In the ray tracing methodology it is, as discussed above, typical to characterize sources and boundaries in frequency bands. This also means that some of the frequency content is lost. This frequency content is reconstructed when determining or reconstructing the IR. For each ray that interacts with the receiver, a small piece of signal with appropriate amplitude, arrival time, phase, and frequency content is added to the IR. The sum of all the contributions reconstruct the full IR (see Ref. 20).

From the Data set list, choose the appropriate Receiver Data Set. Then from the Frequency interpretation list choose an interpretation of the frequency: Octave (the default), 1/3 octave, or 1/6 octave. This selections should coincide with the frequency interpretation used in boundary conditions and sources in the underlying Ray Acoustics simulation, as described in Preparing a Room Acoustics Simulation. The frequency content and resolution of the impulse response is based on this selection.

From the Transformation list, choose a transformation of the data on the x-axis: None (the default), for no transformation, to show the time domain signal, or Frequency spectrum. The latter will perform an FFT of the IR and depict the amplitude as function of frequency.

The following settings are available to control the Kaiser-Bessel window functions (see Ref. 21) that are used to reconstruct the frequency content of the impulse response. Each ray contributes with an amplitude, arrival time, and frequency content to the time domain signal.
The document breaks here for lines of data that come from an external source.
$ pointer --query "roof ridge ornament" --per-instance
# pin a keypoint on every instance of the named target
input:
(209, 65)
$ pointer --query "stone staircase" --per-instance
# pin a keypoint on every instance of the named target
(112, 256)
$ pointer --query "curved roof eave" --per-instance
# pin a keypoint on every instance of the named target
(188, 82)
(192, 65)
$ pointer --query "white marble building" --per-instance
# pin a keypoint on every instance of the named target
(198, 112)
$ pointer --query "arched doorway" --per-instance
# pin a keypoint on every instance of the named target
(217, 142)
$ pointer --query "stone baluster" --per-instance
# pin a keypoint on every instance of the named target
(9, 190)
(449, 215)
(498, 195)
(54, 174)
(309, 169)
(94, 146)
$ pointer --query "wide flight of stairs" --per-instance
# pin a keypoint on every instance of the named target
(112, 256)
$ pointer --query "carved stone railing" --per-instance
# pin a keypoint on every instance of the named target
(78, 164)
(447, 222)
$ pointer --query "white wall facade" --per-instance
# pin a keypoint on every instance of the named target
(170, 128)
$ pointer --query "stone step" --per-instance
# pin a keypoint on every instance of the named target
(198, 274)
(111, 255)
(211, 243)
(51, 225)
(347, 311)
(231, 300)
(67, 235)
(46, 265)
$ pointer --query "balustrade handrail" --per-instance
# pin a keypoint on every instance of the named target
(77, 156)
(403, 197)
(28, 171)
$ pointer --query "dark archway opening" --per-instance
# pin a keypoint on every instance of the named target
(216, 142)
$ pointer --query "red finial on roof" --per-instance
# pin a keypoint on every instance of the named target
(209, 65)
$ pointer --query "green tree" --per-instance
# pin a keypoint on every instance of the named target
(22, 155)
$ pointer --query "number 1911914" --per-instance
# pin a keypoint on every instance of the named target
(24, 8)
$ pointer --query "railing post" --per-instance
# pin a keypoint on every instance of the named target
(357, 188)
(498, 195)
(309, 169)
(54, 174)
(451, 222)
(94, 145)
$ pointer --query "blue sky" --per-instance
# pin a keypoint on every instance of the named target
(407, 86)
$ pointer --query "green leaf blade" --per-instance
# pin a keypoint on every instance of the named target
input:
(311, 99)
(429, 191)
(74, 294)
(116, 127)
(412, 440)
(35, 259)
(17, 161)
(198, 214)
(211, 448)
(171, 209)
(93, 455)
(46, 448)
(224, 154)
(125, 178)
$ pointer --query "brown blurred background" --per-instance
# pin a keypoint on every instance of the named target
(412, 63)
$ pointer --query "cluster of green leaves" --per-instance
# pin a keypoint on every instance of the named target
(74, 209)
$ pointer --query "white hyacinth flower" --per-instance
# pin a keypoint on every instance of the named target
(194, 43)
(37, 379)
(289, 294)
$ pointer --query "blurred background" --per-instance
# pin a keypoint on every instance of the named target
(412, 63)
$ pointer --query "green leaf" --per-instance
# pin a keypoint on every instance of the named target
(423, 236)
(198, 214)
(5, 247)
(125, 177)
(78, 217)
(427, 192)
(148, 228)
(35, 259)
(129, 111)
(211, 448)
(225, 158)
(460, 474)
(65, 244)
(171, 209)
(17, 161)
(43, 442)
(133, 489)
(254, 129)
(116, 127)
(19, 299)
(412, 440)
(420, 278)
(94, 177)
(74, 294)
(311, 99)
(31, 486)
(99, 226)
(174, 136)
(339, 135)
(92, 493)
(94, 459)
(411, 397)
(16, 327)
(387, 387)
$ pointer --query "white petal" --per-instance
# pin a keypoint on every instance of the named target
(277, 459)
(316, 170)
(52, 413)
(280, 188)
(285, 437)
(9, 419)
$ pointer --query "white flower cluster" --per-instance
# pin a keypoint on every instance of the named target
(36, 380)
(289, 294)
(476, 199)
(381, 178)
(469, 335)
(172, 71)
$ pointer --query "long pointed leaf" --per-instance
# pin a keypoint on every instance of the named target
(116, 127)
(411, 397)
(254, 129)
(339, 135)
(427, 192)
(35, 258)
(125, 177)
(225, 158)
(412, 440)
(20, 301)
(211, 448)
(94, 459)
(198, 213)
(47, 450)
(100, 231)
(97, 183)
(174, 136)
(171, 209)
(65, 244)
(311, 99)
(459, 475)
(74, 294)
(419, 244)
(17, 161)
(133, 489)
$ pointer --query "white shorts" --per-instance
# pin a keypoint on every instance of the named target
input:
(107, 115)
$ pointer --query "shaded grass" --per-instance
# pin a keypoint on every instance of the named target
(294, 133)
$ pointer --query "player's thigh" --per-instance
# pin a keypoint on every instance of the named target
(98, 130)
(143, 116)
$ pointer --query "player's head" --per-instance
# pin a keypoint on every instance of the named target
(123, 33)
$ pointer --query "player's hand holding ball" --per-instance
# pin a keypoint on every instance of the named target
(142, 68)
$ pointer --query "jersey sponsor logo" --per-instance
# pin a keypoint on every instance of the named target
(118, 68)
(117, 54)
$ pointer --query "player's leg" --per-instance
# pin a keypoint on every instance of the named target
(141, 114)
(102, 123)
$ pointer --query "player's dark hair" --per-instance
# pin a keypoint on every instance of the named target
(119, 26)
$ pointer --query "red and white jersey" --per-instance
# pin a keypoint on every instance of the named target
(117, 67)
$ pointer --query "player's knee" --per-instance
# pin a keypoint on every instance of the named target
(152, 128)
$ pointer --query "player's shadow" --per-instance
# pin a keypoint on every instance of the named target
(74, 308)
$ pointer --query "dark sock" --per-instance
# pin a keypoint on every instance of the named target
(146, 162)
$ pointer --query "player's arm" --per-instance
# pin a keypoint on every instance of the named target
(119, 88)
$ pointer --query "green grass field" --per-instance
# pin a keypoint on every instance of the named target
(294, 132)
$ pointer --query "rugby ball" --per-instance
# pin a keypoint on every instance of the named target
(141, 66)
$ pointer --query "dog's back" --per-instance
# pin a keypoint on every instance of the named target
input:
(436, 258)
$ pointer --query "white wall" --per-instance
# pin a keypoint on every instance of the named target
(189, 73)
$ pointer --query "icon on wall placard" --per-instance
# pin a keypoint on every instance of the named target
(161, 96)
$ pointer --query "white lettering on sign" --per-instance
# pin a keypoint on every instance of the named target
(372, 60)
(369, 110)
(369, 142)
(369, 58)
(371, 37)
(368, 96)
Select to Remove noncausal signal (selected per default). This options removes the unphysical parts of the impulse response signal that appear before the arrival time of the first ray. This part is generated due to the nature of the window functions used for the signal reconstruction.

You can also change the Coloring and Style of the graph or add and format a legend in the Legends section.

The energy response depicted as a reflectogram or ehogram can be plotted using a Ray (Plot) and depict the expression re1dist*rac.Q/re1vol. This will give the intensity received by the “microphone” for each ray.